Nie zuvor hat ein deutscher Film bei den Oscars in Los Angeles so viel gewonnen wie die Netflix-Produktion „Im Westen nichts Neues“. Das zweieinhalbstündige Antikriegsepos von Edward Berger gewann bei neun Nominierungen die Trophäen für Musik, Kamera, Szenenbild und als bester internationaler Film.

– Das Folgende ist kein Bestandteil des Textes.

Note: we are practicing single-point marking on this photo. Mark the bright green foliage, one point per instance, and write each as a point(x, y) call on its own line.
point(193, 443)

„Was ich wahnsinnig schön finde: dass es vier Oscars sind. Das ist natürlich mehr, als wir uns je erhofft haben. Wir haben auf einen gehofft“, sagte Regisseur Berger nach der Oscar-Gala, die diesmal ohne Eklat auf offener Bühne vonstattenging. Grünen-Kunst- und -Kulturstaatssekretärin Andrea Mayer gratulierte Kammerer per Aussendung: „Felix Kammerer trägt mit seiner eindringlichen Darstellung der Figur Paul Bäume diese Erzählung über die Sinnlosigkeit und Brutalität des Krieges. Er bringt österreichische Schauspielkunst in die Welt – dafür möchte ich ihm meinen Dank und meine Anerkennung aussprechen.“
Berger hob in seiner Ansprache vor allem die Leistung Kammerers hervor: "Es war dein erster Film – und du hast uns auf deinen Schultern getragen. Ohne dich wäre der Film nichts gewesen. Danke für deine wundervolle Arbeit.“ Kammerer war die Freude darüber deutlich anzusehen. Ein Oscar blieb Österreich jedoch verwehrt: Die verdiente Nominierung von Monika Willi für ihren Schnitt von „Tar“ führte nicht zum Preis.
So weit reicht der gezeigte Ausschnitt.